By Kathleen Berger, Executive Producer for Science & Technology
Accurately diagnosing Alzheimer’s disease can be a challenge without having an MRI, PET scan or spinal tap. For patients and families, the testing is an added expense and burden, possibly very difficult for the patient. So it may never get done. Without testing, doctors can’t be sure as other forms of dementia masquerade as Alzheimer’s.
“The misdiagnosis rate is a high number,” said Joel Braunstein, MD, President & CEO of C2N Diagnostics. “And if you ask a doctor they’ll say yeah I’m pretty confident it’s Alzheimer. They’ll be wrong 30-40% of the time.”
Now there’s something new to help doctors accurately diagnose. C2N Diagnostics in St. Louis has an Alzheimer’s blood test on the market.
“We were really the first group to introduce a blood test to the market to aid in the clinical diagnosis of Alzheimer’s disease,” Braunstein explained. “We’ve been working with a number of physicians in rural communities who say we are hundreds of miles away from the nearest PET scanning facility or we really don’t engage in frequent cerebral spinal fluid sampling. The availability of a blood test that the patient can take conveniently without having to travel a long distance is very appealing.”
The blood samples are sent to C2N’s lab in St. Louis for are processing.
Randall Bateman, MD, professor of neurology at Washington University School of Medicine in St. Louis is a scientific co-founder for C2N.

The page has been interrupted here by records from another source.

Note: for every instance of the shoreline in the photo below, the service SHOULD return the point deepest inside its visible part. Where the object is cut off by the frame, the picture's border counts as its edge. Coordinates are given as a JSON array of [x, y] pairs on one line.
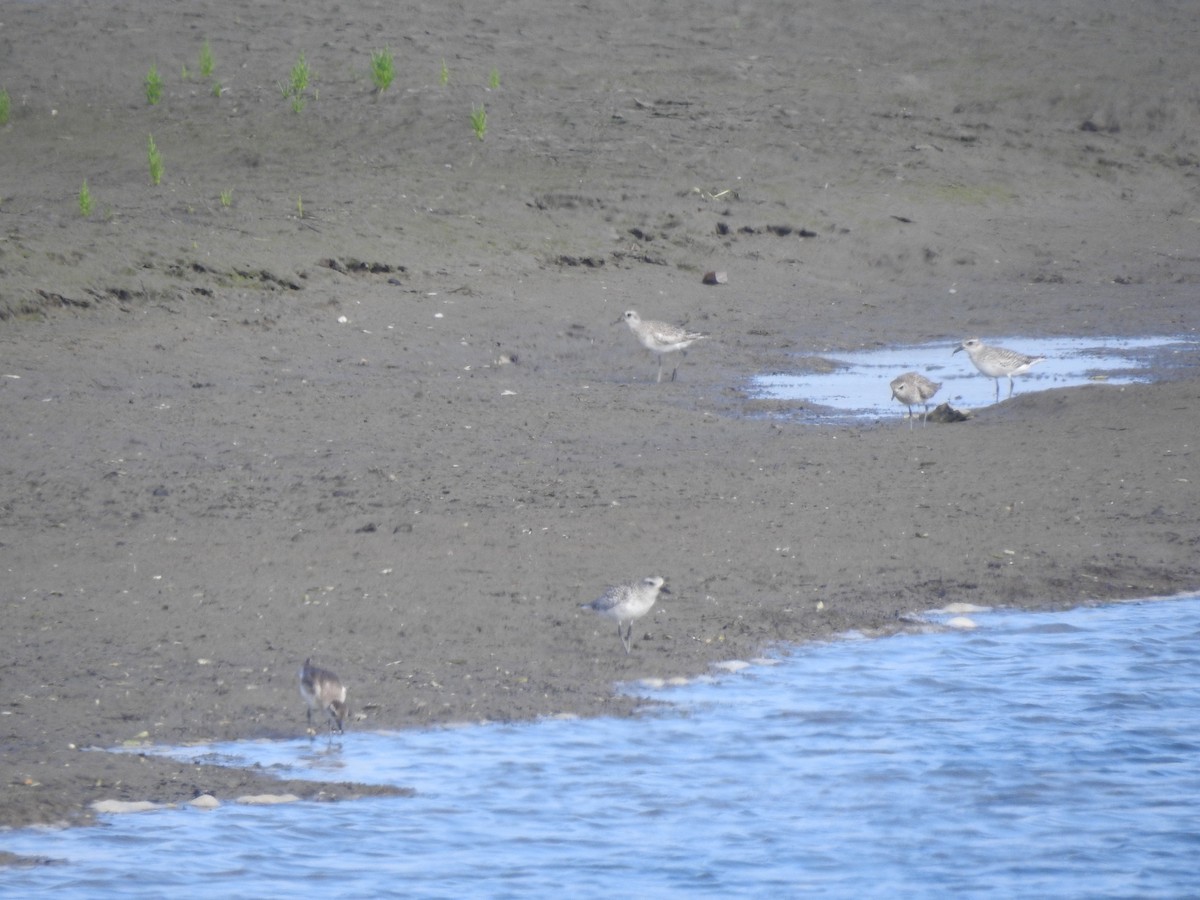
[[376, 409]]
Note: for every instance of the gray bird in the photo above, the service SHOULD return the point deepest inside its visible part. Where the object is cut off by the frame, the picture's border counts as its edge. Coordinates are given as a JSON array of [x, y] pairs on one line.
[[322, 690], [997, 361], [625, 603], [913, 388], [659, 337]]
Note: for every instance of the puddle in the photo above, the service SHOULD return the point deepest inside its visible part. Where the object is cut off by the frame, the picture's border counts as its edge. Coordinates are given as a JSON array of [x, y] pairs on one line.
[[856, 385]]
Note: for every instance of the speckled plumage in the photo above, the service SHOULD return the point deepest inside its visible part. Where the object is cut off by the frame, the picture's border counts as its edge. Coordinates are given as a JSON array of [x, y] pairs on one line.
[[660, 337], [323, 690], [625, 603], [997, 363], [913, 388]]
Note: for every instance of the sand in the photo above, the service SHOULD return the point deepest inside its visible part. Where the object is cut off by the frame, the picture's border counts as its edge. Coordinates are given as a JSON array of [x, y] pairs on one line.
[[379, 409]]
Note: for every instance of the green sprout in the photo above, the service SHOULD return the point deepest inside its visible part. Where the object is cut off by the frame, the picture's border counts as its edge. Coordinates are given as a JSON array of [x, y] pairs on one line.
[[298, 83], [383, 69], [155, 159], [84, 199], [479, 120], [207, 61], [154, 85]]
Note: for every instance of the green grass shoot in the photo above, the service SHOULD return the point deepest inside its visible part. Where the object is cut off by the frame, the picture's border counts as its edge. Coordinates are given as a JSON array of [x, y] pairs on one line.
[[297, 84], [84, 201], [154, 85], [383, 69], [207, 61], [155, 159], [479, 120]]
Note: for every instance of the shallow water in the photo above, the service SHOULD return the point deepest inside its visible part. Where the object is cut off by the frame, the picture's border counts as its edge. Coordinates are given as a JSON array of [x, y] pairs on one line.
[[1036, 755], [858, 384]]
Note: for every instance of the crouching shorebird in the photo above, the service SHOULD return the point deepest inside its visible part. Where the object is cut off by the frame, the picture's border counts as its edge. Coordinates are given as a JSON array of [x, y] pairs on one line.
[[913, 388], [323, 690], [659, 337], [625, 603], [997, 361]]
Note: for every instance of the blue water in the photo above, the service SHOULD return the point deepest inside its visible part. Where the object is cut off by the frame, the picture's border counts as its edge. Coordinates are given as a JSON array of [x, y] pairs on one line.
[[859, 384], [1035, 755]]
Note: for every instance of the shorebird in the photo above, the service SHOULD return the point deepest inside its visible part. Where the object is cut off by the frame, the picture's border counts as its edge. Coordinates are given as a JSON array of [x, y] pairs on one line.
[[659, 337], [997, 361], [913, 388], [625, 603], [323, 690]]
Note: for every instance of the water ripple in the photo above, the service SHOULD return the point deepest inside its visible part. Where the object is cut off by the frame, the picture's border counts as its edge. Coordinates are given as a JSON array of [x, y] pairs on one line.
[[1037, 755]]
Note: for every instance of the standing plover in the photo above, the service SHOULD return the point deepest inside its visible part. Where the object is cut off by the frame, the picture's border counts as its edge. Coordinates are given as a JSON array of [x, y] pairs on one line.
[[997, 361], [625, 603], [913, 388], [659, 337], [323, 690]]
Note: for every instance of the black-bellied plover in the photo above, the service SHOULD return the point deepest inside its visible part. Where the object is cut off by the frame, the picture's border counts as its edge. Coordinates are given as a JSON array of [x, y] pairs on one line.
[[659, 337], [625, 603], [913, 388], [323, 690], [997, 361]]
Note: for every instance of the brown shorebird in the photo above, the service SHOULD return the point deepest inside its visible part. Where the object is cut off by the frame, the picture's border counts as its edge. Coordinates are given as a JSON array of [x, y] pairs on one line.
[[997, 361], [625, 603], [323, 690], [659, 337], [913, 388]]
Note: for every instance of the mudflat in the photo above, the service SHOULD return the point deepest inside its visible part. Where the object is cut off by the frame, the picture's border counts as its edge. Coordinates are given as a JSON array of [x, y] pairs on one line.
[[351, 383]]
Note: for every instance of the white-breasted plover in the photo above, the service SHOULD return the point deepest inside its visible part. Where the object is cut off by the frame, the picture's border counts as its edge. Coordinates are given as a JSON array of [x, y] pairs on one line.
[[659, 337], [997, 361], [913, 388], [625, 603]]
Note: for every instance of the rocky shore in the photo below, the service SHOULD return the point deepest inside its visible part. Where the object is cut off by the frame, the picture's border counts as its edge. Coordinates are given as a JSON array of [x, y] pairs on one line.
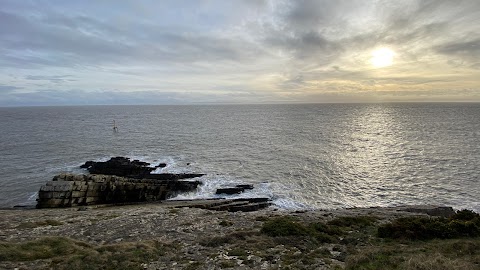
[[174, 235]]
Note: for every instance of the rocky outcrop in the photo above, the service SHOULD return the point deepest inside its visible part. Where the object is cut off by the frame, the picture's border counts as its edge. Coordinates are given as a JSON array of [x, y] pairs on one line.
[[122, 166], [438, 211], [66, 190], [230, 205]]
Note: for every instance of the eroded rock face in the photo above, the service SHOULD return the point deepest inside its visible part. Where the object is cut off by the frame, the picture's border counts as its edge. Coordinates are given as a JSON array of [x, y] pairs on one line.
[[120, 166], [66, 190]]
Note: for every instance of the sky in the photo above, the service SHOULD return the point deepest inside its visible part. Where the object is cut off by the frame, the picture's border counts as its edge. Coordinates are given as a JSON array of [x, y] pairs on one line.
[[251, 51]]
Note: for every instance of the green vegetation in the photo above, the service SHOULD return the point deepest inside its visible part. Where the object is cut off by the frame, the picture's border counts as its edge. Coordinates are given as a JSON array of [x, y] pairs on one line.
[[353, 242], [464, 223], [66, 253], [461, 254], [323, 232]]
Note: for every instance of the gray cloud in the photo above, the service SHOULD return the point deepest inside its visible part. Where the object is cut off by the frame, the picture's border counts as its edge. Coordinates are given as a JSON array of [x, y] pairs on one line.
[[470, 49], [236, 49], [50, 78], [8, 88]]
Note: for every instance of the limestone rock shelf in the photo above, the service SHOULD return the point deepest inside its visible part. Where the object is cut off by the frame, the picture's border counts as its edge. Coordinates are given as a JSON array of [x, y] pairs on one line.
[[67, 190]]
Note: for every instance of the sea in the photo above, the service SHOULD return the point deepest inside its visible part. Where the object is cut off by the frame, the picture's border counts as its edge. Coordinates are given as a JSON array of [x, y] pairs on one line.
[[302, 156]]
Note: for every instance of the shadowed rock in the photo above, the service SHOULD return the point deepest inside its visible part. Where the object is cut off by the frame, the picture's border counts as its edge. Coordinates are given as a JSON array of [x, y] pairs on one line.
[[122, 166]]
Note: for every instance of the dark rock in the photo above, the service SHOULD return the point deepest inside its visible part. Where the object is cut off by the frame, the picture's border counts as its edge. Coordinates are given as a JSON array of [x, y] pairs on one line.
[[172, 176], [242, 204], [122, 166], [439, 211], [245, 186], [79, 190], [230, 191], [87, 164]]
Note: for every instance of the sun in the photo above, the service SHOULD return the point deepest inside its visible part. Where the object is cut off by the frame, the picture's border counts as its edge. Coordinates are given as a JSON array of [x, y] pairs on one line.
[[382, 57]]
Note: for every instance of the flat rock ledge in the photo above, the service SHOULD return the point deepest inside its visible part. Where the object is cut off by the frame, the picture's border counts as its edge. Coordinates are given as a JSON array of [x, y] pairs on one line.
[[120, 181], [67, 190]]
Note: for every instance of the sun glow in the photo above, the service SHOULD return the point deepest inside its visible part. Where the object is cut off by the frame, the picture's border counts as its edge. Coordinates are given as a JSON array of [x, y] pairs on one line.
[[382, 57]]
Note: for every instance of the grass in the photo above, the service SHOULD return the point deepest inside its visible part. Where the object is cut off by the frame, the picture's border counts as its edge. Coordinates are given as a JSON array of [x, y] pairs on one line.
[[464, 223], [430, 255], [405, 243], [329, 232], [65, 253]]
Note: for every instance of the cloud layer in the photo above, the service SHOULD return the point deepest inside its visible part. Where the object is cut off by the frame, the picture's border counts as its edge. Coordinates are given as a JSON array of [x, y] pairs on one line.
[[176, 52]]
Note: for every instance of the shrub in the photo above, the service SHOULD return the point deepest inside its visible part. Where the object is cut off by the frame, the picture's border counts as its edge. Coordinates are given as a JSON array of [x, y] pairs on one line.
[[464, 223], [284, 226], [353, 222]]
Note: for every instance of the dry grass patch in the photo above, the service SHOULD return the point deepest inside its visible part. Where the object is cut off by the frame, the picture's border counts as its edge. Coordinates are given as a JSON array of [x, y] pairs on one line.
[[65, 253]]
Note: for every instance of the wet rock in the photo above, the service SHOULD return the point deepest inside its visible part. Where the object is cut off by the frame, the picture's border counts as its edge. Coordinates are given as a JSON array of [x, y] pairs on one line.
[[120, 166], [67, 190], [439, 211], [230, 190]]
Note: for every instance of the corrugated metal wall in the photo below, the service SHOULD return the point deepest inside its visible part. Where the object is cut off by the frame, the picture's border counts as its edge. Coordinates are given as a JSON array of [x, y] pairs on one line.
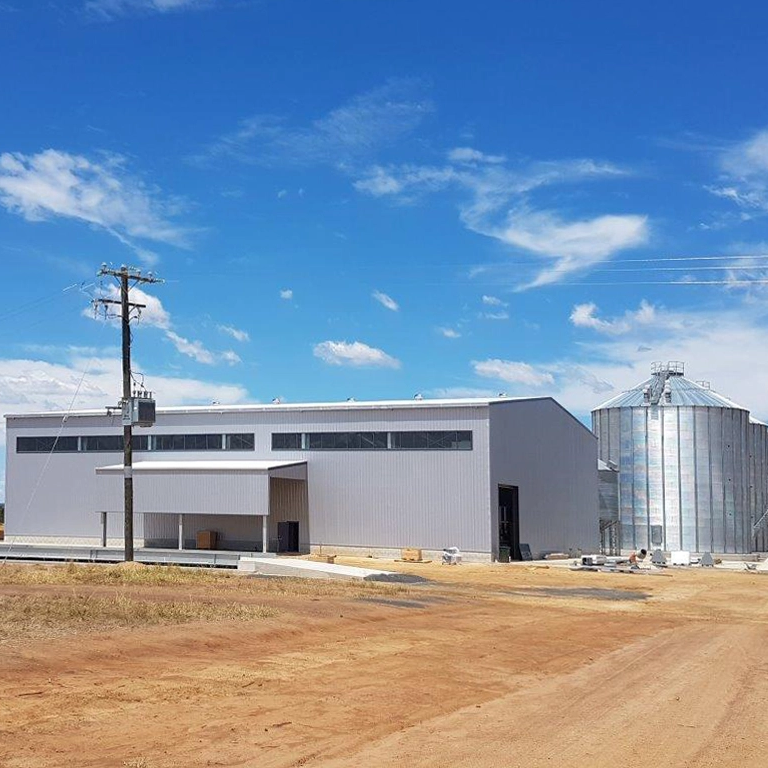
[[391, 499], [363, 499], [552, 458]]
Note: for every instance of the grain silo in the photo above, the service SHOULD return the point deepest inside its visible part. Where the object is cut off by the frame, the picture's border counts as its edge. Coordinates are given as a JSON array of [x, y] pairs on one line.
[[692, 466]]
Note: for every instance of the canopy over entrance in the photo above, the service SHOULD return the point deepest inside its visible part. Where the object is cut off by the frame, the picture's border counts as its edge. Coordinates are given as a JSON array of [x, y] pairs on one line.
[[184, 488], [200, 487]]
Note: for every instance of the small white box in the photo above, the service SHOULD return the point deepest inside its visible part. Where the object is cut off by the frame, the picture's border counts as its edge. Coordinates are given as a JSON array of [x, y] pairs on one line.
[[680, 557]]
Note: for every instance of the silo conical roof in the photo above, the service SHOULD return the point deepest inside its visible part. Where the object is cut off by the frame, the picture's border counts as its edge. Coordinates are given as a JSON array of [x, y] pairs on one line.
[[669, 387]]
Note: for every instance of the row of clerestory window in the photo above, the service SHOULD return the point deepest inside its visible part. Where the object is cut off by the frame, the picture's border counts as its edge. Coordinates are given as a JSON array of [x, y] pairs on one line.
[[414, 440], [114, 443]]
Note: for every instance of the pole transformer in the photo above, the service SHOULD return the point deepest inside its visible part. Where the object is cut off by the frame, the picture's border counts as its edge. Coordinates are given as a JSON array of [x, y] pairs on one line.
[[126, 277]]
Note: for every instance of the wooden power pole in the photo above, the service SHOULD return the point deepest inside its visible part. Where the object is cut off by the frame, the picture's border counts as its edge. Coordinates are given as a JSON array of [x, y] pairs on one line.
[[126, 278]]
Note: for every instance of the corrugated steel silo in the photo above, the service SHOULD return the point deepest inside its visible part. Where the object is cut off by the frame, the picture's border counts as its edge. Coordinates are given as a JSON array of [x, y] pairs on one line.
[[692, 467]]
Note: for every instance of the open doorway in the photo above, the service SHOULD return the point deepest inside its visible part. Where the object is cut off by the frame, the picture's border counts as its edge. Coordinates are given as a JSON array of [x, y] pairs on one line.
[[509, 523]]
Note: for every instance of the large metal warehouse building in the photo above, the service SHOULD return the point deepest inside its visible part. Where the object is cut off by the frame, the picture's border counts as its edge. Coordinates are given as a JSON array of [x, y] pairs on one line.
[[353, 477], [692, 466]]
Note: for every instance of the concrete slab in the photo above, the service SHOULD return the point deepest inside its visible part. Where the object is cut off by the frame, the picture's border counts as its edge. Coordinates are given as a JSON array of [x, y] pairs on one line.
[[310, 569], [149, 555]]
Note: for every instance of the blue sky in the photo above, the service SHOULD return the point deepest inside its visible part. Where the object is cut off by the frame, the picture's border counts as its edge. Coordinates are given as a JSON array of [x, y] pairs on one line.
[[376, 198]]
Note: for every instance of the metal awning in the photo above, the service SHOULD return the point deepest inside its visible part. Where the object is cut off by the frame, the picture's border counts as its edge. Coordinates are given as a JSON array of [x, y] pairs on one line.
[[204, 487]]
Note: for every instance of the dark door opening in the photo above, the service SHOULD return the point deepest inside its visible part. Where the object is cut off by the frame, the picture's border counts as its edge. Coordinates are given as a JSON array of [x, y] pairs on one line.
[[288, 536], [509, 523]]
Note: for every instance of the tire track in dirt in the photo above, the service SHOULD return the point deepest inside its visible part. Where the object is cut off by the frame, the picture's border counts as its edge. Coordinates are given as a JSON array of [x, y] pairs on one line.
[[667, 699]]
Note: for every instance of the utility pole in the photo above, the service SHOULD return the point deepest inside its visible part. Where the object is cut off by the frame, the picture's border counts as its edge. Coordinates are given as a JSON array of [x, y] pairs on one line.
[[126, 278]]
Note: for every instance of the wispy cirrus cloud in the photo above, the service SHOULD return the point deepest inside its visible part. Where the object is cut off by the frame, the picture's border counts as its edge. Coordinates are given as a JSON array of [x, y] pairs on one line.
[[709, 340], [110, 9], [342, 137], [93, 380], [55, 184], [497, 205], [386, 301], [155, 315], [744, 174], [585, 316], [355, 354], [512, 372], [236, 333]]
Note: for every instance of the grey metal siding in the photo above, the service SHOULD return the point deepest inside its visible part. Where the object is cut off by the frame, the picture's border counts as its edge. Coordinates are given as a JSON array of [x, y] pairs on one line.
[[427, 499], [552, 458]]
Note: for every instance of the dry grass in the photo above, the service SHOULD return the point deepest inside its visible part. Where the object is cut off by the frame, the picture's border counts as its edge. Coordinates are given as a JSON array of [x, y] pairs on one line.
[[211, 580], [40, 615]]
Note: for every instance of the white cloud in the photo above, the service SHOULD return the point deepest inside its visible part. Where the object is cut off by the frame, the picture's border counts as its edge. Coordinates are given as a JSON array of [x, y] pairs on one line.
[[153, 313], [512, 372], [497, 207], [451, 393], [472, 156], [194, 349], [108, 9], [585, 316], [28, 385], [231, 357], [501, 315], [342, 136], [54, 184], [199, 352], [355, 354], [723, 346], [386, 301], [235, 333], [573, 246], [744, 174]]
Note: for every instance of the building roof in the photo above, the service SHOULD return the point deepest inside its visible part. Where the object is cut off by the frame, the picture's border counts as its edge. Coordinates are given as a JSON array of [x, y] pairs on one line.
[[202, 466], [362, 405], [683, 392]]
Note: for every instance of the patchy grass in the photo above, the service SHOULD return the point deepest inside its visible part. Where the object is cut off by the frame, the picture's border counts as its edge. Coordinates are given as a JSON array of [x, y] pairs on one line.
[[40, 615], [213, 580]]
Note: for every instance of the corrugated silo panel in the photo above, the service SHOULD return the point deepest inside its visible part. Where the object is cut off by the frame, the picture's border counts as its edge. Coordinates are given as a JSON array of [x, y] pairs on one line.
[[688, 511], [730, 479], [671, 448], [634, 484], [655, 427], [703, 469], [716, 462], [614, 435]]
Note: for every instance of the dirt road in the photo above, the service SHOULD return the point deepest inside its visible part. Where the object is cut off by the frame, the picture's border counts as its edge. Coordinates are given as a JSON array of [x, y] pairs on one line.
[[487, 667]]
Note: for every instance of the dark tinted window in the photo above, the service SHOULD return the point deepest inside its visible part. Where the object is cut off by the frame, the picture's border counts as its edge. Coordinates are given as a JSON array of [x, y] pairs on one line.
[[286, 441], [240, 442], [104, 443], [450, 440], [65, 444], [186, 442]]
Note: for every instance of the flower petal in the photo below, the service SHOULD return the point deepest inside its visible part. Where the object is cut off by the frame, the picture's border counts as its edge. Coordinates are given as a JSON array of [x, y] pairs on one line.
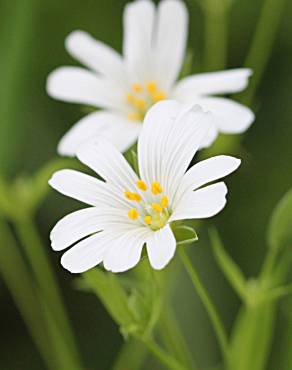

“It’s going to represent a different kind of way that we do clinical research, the way we recruit patients for trials as well as patient care in terms of how we diagnose people who have memory problems,” said Bateman.
The blood test is called Precivity AD. The test is a result of Bateman’s research with neurologist and neuroscientist David Holtzman, MD, at Washington University School of Medicine in St. Louis. The test that’s on the market is intended for people over the age of 60 who are presenting with early cognitive abnormalities. It measures levels of the amyloid-beta protein. The proteins clump together to form amyloid plaques in the brain – the first sign of Alzheimer’s disease. Amyloid-beta proteins clump together to form the sticky, toxic plaques scattered throughout the brain in Alzheimer’s.
“Amyloid plaque pathology is really the earliest indicator that something might be happening abnormal in the brain,” said Braunstein.
When patients begin experiencing symptoms, an early and accurate diagnosis can get patients on the fast track to therapies and clinical trails that can help them before the disease progresses.
Braunstein said any doctor who can prescribe medication for Alzheimer’s and dementia could order the blood test. The orders C2N Diagnostics receives are from both doctors who specialize in memory care and primary doctors. Even if the test is ordered to rule out Alzheimer’s with greater confidence.
“A negative result – a result that comes back highly suggested that Alzheimer’s disease is not present – should compel a physician to say they’re now going to look for other causes of the cognitive impairment” Braunstein explained. “And the reason why that’s important is because there are some forms of dementia that can be readily treated. And so being able to rule out Alzheimer’s disease with a high degree of confidence could potentially be very important for that patient. One, it could potentially be a relief to the patient knowing that they don’t have Alzheimer’s. But then it should also compel the physician to say now we’re going to look for another cause to potentially explain your symptoms.”